Mark the area to be paved with stakes and string, and dig out at least 150mm (6 inches) of soil. Remove the string and check with your level and straightedge that what you’ve dug has a slope slightly away from the house, maybe a slope of about 1:50. This, of course, is so that the water flows away from the house. In a situation where the driveway slopes towards the house, leave a 150mm (6in) strip of gravel or chips along the wall to allow water to drain. If a path is attached to a wall, remember that it must be at least 150 mm (6 inches) below the waterproofing layer.

Lay a good base of hard material (broken brick, quarry chips, or concrete) in the trench and press down well, trying to keep it fairly level. Cover it with sharp sand, using the rake; use a straight piece of wood to keep it level, not forgetting to use the spirit level to make sure you keep the slight slope. When you start laying the slabs, it’s a good idea to use ply spacers between them, so you have the same size gap for infill. Tamp down the slabs with the rubber mallet or what I use, my mallet and a block of wood. Make sure there is no movement in the slab; if there is, lift it up, identify the problem, fix it, and replace the slab. Brush sand over your entire path and work well into the joints. You’ll probably have to do this several times to make sure the slots are completely filled.

If you have to cut slabs you can do it using any of the following methods. If it’s a good pressed stone slab, a hammer and head are good enough for the job. Mark a line where you need to cut it. Move lightly along the line with the brace a few times, don’t be too heavy with the hammer! You’ll eventually find that it splits, hopefully exactly where you wanted it to. A tile splitter can be hired if you have some to cut. An angle grinder is the best option if you have to shape slabs around any obstacles. Be careful with this tool as it can be very dangerous. Whenever you’re cutting slabs, be sure to wear goggles, gloves, and a dust mask.

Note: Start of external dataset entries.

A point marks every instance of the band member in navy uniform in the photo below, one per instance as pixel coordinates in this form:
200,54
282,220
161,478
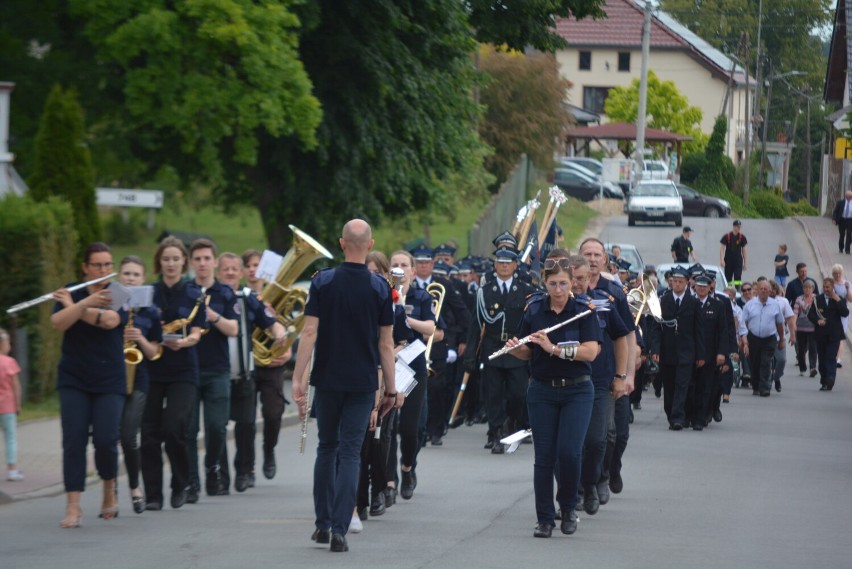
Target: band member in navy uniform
714,322
560,394
214,373
146,333
174,377
251,314
501,303
681,347
349,320
91,382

If you are going to cover a large area, like a patio, be sure to think and plan ahead. You can search for garden landscaping sites on the Internet, print some of them, compare them, and develop your own plan from there. There is a wide variety of paving materials today, so it is wise to consider what would work best for you. If you’re new to the game, it’s best to stick to a simple pattern, like a regular grid: square tiles with the corners of 4 tiles meeting each other, one continuous link, the joints are staggered halfway to look somewhat like masonry , and herringbone pattern, made with pavers or rectangular slabs. If you feel more confident, you can try a random pattern, which is built from broken stones, flagstones, or slate. This will take more time and patience! If you have odd shapes between slabs, you can use gravel or small quarry chips to fill in those areas, though they tend to spread out after a while. With large paved areas, it’s probably best to hire a plate shaker for a few hours, as it does a better job of leveling the pavers and makes the sand sit much more tightly between the joints.